Erst in der jüngeren Vergangenheit beginnt sich allmählich die Auffassung durchzusetzen, dass Saussure die moderne Linguistik gerade in ihrer nicht- oder nachstrukturalistischen Verfasstheit umrissen habe. Diese Sicht auf den "authentischen Saussure", bestätigt vom Fund fragmentarischer Aufzeichnungen des Wissenschaftlers im Jahre 1996, wurde seit den siebziger Jahren ganz entscheidend vom Aachener Sprachwissenschaftler Ludwig Jäger vorangetrieben. Nun hat er seine zahlreichen Einsprüche gegen das überkommene Saussure-Bild zu einer instruktiven Monographie zusammengefügt.

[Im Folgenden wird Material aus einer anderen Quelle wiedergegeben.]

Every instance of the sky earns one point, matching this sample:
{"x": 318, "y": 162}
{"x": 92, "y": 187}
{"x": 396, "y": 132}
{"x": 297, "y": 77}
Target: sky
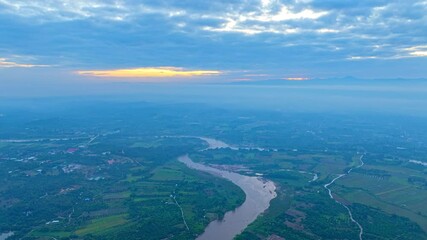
{"x": 95, "y": 41}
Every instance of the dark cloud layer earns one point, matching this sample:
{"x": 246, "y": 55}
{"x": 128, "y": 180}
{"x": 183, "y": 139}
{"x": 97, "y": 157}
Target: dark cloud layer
{"x": 315, "y": 38}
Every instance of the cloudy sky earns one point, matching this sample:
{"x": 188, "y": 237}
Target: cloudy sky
{"x": 221, "y": 40}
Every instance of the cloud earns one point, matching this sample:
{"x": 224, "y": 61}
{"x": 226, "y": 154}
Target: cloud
{"x": 417, "y": 51}
{"x": 149, "y": 72}
{"x": 275, "y": 36}
{"x": 4, "y": 63}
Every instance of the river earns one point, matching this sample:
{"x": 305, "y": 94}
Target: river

Er entwickelt dabei das Gedankengebäude des großen Sprachwissenschaftlers aus dessen Biographie heraus - und die eben ist filmreif.
Ferdinand de Saussure stammte aus einer bedeutenden Genfer Intellektuellenfamilie. Der hochbegabte Ferdinand litt vor allem unter den Erziehungsvorstellungen seines Vaters Henri, eines renommierten Insektenforschers, der den Sohn in die Naturwissenschaften zu drängen suchte. Groß war die Bestürzung bei Henri de Saussure, als Ferdinand an der Genfer Universität durch das Chemieexamen fiel. Zeitgleich aber hatte der Sohn sein Griechisch, Latein und Sanskrit verbessert und einen sprachwissenschaftlichen Artikel bei der Société linguistique in Paris eingereicht, die den Achtzehnjährigen sogleich als Mitglied aufnahm.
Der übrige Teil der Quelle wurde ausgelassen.